On April 11, 2024, RXO, Inc. (Company) entered into Amendment No. 2 to the Revolving Credit Agreement (Amendment), with the lenders party thereto and Citibank, N.A., as administrative agent, which Amendment amends the Revolving Credit Agreement, dated as of October 18, 2022, among the Company, the guarantors from time to time party thereto, the lenders and other parties from time to time party thereto and Citibank, N.A., as administrative agent (Revolver). The Amendment increases the consolidated leverage ratio financial covenant level applicable under the Revolver from the fiscal quarter ending June 30, 2024 through the fiscal quarter ending March 31, 2025 (Covenant Relief Period), as follows: (i) to 4.25:1.00 for the fiscal quarters ending June 30, 2024 and September 30, 2024; (ii) to 4.00:1.00 for the fiscal quarter ending December 31, 2024; (iii) to 3.75:1.00 for the fiscal quarter ending March 31, 2025; and (iv) returns to 3.50:1.00 beginning with the fiscal quarter ending June 30, 2025.

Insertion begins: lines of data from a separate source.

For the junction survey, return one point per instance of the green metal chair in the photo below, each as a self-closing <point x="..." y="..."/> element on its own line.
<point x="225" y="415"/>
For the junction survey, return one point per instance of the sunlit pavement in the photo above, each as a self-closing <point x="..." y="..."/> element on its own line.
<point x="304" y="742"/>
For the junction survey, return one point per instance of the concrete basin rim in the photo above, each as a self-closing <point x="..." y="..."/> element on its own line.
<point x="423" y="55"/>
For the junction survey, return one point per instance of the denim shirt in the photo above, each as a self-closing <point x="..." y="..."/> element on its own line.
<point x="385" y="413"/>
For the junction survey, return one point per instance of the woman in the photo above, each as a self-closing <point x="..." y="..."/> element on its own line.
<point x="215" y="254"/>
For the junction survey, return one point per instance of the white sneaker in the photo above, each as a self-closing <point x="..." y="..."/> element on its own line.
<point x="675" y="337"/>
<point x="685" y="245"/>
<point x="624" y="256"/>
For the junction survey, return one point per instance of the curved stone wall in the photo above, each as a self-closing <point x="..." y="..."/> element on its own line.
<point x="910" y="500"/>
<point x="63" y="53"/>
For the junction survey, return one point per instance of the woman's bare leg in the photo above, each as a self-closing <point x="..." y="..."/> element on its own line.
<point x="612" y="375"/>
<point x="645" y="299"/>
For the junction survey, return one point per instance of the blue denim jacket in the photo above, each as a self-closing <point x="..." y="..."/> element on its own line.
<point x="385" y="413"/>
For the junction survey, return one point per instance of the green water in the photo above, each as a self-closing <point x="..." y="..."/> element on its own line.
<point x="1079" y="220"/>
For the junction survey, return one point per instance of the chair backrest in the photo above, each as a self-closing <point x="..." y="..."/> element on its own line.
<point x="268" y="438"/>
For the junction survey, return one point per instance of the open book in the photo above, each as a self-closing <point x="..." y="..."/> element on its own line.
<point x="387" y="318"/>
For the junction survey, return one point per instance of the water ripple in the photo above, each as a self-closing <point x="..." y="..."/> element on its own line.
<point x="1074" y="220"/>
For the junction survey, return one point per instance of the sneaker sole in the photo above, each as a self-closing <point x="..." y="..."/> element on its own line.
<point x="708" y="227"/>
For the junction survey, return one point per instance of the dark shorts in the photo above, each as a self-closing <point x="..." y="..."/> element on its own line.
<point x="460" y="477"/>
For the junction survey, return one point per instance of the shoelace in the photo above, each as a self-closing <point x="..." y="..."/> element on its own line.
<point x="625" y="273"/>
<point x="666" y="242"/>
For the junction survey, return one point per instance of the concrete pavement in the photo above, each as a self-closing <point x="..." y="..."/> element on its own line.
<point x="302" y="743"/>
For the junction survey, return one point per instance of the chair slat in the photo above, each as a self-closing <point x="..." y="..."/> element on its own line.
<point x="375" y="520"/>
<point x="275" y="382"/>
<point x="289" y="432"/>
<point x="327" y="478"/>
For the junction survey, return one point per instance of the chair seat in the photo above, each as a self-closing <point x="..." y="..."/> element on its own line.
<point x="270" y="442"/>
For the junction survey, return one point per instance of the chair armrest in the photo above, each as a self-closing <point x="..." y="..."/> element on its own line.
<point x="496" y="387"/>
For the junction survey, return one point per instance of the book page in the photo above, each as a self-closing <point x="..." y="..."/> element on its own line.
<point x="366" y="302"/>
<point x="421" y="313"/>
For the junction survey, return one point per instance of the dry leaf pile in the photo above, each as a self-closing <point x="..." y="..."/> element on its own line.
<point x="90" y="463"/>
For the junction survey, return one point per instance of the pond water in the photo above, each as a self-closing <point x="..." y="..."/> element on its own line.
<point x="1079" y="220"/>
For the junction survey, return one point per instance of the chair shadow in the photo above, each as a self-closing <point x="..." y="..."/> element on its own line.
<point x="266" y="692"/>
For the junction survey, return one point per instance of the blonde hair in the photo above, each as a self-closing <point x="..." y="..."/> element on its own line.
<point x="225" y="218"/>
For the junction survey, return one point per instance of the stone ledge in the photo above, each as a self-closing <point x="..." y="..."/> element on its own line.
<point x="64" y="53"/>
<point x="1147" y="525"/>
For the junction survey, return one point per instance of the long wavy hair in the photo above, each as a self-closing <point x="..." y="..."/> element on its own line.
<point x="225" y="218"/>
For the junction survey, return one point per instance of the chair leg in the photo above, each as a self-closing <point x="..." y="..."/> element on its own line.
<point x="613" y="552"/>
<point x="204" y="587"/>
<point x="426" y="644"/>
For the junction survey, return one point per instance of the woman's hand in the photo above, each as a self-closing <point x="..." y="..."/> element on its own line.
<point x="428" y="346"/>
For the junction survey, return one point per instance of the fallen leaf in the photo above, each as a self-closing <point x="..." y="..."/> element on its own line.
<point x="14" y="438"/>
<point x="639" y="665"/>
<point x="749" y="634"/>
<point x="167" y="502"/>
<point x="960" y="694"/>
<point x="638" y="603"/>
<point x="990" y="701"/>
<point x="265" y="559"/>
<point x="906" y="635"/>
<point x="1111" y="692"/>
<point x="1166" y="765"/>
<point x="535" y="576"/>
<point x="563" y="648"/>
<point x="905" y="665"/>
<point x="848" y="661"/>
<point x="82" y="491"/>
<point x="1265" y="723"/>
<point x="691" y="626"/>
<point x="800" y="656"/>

In addition, during the Covenant Relief Period, the Company and its subsidiaries are subject to restrictions with respect to paying dividends or other distributions on equity interests, share repurchases, and other restricted payments, as well as certain material acquisitions, in each case subject to certain exceptions. The Amendment also permits the Company to elect to terminate the Covenant Relief Period and the restrictions thereunder if the consolidated leverage ratio financial covenant level applicable under the Revolver as of any fiscal quarter end is not greater than 3.50:1.00.